Before we cherry-pick some outperformers, let us have a recap of
the various turn of events.
The Driving Factors
The spurt in various indices is primarily attributable to the
Federal Reserve's economic stimulus that is centered on an $85
billion monthly bond repurchase program to spur growth. Although
Fed initially fueled speculations of a partial withdrawal of the
economic stimulus, or QE3 tapering, in September, it eventually
backed off citing several macroeconomic headwinds, including high
unemployment rate, low inflation, rising mortgage rates and a
Both current Fed Chairman Ben Bernanke and Chair successor Janet
Yellen have vouched to continue the stimulus and near-zero
interest rates until at least the economy improves to an optimal
level. The latest minutes from the FOMC meeting noted that the
economic data will "prove consistent with the committee's outlook
for ongoing improvement in labor market conditions and would thus
warrant trimming the pact of purchases in coming months."

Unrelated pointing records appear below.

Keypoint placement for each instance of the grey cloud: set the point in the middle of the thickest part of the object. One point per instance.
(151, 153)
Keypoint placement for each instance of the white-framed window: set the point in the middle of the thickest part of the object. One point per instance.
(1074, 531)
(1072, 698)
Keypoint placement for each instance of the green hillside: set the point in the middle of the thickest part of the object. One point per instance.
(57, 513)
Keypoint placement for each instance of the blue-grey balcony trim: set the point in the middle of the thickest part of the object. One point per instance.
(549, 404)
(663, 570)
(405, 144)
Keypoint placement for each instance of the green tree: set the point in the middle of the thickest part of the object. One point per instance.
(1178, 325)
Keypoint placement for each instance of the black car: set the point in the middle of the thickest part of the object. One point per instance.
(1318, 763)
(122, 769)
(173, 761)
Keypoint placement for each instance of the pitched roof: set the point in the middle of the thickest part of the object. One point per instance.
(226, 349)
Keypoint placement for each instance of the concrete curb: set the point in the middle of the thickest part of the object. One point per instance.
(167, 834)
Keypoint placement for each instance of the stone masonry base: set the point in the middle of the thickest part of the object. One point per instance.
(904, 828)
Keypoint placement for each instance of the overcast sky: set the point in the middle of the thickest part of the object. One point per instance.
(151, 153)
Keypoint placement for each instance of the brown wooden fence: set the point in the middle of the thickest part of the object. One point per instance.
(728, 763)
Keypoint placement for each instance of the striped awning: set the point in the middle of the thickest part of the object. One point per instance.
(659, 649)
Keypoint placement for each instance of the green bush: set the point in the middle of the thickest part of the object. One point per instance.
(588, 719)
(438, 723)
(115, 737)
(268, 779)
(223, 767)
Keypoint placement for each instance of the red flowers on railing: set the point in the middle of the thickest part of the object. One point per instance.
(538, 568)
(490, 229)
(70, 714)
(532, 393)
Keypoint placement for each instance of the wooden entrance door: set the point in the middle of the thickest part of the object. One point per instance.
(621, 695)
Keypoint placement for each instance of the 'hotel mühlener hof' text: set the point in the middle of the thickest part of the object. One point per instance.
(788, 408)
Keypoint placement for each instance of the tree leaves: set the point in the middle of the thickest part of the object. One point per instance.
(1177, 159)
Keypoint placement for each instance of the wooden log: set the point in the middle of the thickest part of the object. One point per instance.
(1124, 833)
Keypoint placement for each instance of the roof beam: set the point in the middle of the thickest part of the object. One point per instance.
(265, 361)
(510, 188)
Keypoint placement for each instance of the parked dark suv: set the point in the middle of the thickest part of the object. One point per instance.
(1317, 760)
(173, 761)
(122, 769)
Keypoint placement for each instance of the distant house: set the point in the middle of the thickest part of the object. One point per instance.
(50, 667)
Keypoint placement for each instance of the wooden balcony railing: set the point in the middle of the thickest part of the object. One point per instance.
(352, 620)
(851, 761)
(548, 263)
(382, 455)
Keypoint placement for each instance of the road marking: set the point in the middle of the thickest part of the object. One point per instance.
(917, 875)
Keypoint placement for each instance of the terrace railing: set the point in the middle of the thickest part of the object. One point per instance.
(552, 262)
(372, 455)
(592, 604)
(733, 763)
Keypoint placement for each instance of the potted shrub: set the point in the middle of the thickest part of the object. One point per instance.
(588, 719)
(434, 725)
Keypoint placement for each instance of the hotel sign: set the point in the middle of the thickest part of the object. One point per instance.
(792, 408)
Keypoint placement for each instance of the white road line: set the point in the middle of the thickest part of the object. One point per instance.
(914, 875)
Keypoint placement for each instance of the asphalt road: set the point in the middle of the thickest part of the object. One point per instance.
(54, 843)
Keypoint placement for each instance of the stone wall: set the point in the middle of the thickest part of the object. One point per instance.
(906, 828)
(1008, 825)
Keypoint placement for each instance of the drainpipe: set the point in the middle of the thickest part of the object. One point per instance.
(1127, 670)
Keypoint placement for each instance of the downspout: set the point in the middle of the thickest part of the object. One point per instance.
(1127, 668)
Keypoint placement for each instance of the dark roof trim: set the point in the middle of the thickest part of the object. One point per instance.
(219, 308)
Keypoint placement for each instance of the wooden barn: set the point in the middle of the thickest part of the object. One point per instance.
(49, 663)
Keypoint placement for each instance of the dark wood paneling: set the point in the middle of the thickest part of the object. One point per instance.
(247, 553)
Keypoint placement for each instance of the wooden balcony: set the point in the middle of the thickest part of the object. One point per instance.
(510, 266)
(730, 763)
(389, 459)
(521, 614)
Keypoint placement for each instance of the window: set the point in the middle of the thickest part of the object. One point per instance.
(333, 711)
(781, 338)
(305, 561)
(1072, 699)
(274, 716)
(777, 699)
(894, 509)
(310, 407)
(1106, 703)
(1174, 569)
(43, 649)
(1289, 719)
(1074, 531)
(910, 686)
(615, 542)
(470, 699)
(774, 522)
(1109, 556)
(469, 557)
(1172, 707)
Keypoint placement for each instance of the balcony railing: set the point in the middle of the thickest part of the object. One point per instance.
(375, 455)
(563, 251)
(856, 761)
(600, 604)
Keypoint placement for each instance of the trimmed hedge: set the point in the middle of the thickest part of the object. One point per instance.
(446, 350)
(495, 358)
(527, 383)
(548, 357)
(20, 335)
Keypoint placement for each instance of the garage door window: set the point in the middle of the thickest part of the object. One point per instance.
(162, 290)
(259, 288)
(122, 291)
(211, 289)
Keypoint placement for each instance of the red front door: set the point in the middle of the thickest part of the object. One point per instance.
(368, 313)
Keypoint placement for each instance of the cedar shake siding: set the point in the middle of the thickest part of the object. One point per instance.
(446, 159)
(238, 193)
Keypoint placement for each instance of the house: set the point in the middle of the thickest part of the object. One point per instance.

As the Fed deferred its decision of tapering, equity markets kept
hitting record highs buoyed by strong quarterly earnings by
majority of the S&P 500 companies. Statistics reveal that the
third quarter earnings season had been probably the best so far
in 2013. Total earnings for the 460 S&P 500 companies that
have reported results till the morning of Nov 14 are up 4.8%
compared with the year-ago period.
About 65.2% of these companies have outpaced earnings
expectations with a median surprise of +2.5%. Furthermore, total
reported revenue are up 3.0% as 42.2% of these companies beat
revenue expectations with a median surprise of +0.1%.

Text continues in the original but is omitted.